Classification Tasks - Improving the effectiveness of cross entropy loss by adding margin?

Summary : This article reviews different attempts made to encourage better classification accuracy via loss functions.

Posted by : Wilson Fok on Oct 17, 2020

Motivation

Grouping similar samples and separating dissimilar samples are an integral challenge for image recognition such as face recognition and for information retrieval tasks such as image query and retrieval.

The difficulty is compounded when the number of classes are infinite. For instance, there are countless numbers of word phrases people can use to search for an item (depicted by 2D images) or a vastly greater number of photos that do not belong to a single person than his or her photos while the same person could look quite different in his or her photo albums. In the former situation, the number of classes in a classifier cannot be set and trained in advance. In the latter situation, the number of pairs or number of cases would be humongous for any classifier to work with.

Background

To classify anything, a model needs to identify relevant features and compare these features of the present item to those it has seen before. Based on some sort of similar metric, the model puts a label on the present item in relation to others it has seen before. In other words, classification of an image as cat means that the image has shown features more similar to images that are labeled cat than images that are labeled dog during training.

The model relies on feature extract ( such as Convolutional Neural Network that transforms inputs to vectors) to identify relevant features while it relies on a classifier to predict labels.

Because this article is about loss margin that works on classifier, we will leave the discussion of feature extractor out.

Classifiers come in many shapes or forms. Common ones include k-nearest neightbor (kNN), extended nearest neighbnor (ENN), support vector machine, linear classifier, logistic regression, decision tree / random forest, so on and so forth. But what does a classifier really do? To explain its role, I take support vector machine as an example to illustrate what a linear classifier does. (of course, here we assume to have chosen a linear kernel for support vector machine rather than radial basis or polynomial kernels. Otherwise, the decision boundary couldn’t be a simple straight line on a diagram).

The black and red colors represent two different classes. Here a single dot denotes a single training sample. The blank space depicts a vector space / embedding space into which a feature extractor has transformed the input.

The solid straight line represents a hyperplane. Depending on which side of the hyperplane a sample falls on, the classifier assigns either black or red class labels.

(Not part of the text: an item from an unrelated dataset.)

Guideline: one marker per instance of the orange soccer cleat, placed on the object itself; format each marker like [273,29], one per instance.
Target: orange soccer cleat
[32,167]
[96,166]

The dotted boundaries enclose the margin, a space that we want to widen without harming the accuracy of the classifier. In support vector machine, the points (drawn as stars) which define the margin or decision boundary are selected from training set and thus are known as support vectors.

When a classifier predicts a sample wrongly, the sample (dots with a green ring) falls on the wrong side of the decision boundary.

Picture description

Linear SVM

With that, we can also re-examine the same situation through the lens of probability.

The probability value is calculated by the distance a sample sits away from the decision boundary. Such distance captures the notation that some samples are more different to others.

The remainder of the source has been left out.